持ち前のユーモアでボランティアの仲間を笑わせていたダニール・ミレシュキン。昨年夏、キーウにある自動車部品工場に就職した彼が、その後入隊したことを筆者は知らなかった。彼の名を聞いたのは今年3月、義理の弟でボランティアメンバーのローマン・チェボターリョブ(28)からだ。

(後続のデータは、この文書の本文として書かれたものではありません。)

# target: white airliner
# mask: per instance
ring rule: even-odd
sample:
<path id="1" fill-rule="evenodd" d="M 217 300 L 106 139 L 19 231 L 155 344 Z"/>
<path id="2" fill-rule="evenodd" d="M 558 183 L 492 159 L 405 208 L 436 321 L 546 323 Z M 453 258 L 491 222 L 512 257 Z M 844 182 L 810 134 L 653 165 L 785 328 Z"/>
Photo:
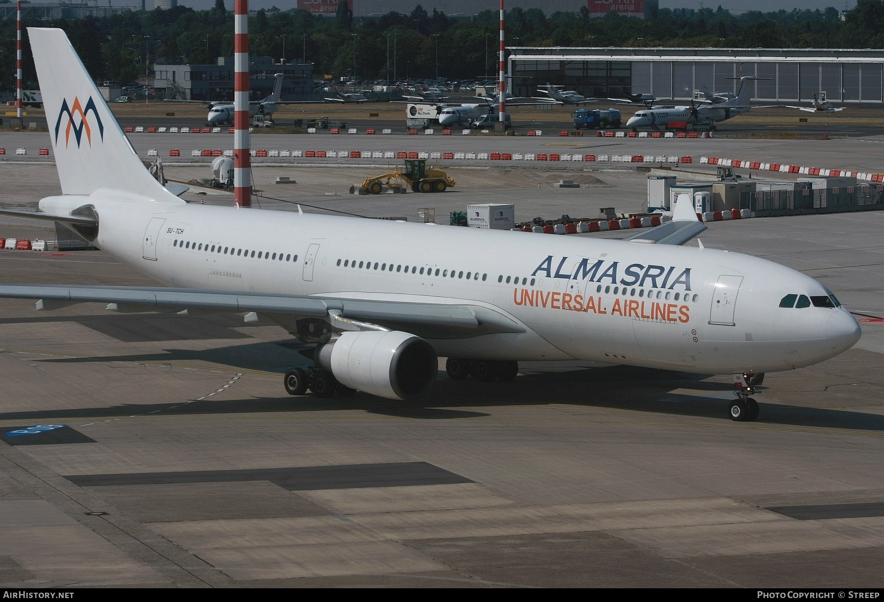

「兄とは週に1度ほど電話をしていた。バフムートで偵察任務に就いていて、『明日早いから、またかけ直すね』と言って電話を切った。次に届いた連絡はその翌日、実の妹である私の妻に宛てた死亡通知だった」
ダニールの妹アンナ(25)は妊娠8カ月だった。ショックで泣き崩れるアンナの代わりにダニールの身元確認に行ったローマンは、軍の関係者からその時の状況を聞かされた。
「現場はバフムートの一番中心の辺りだったそうだ。同行していたのは狙撃手、地雷探査兵など8人で、兄はライフルを持っていた。早朝に出陣する攻撃部隊に情報を伝えるため、ひっそりと移動しながら偵察していたとき敵に見つかり......彼らは殺されてしまった」
3月19日午前3時30分、ダニールは暗闇の街で30歳の生涯を閉じた。
バフムートで命を落としたウクライナ兵は数千人に上るという。ダニールの墓があるザポリッジャの丘には新たな戦死者の墓が一つ、また一つと増えている。
1日200発の砲撃を計画
ウクライナ軍の反転攻勢はいつ始まるのか──この数カ月、国内外で高い関心を呼んだテーマだった。
「バフムート周辺で昨日始まったんだって」
こう耳打ちしたのは、筆者の通訳をしてくれている聖職者のニキータ(20)だった。ウクライナ軍の攻撃拠点を取材することが許された5月12日、バフムート方面歩兵部隊通信部の司令官ローマン・ホールベンコ(47)が伝えてくれた情報だった。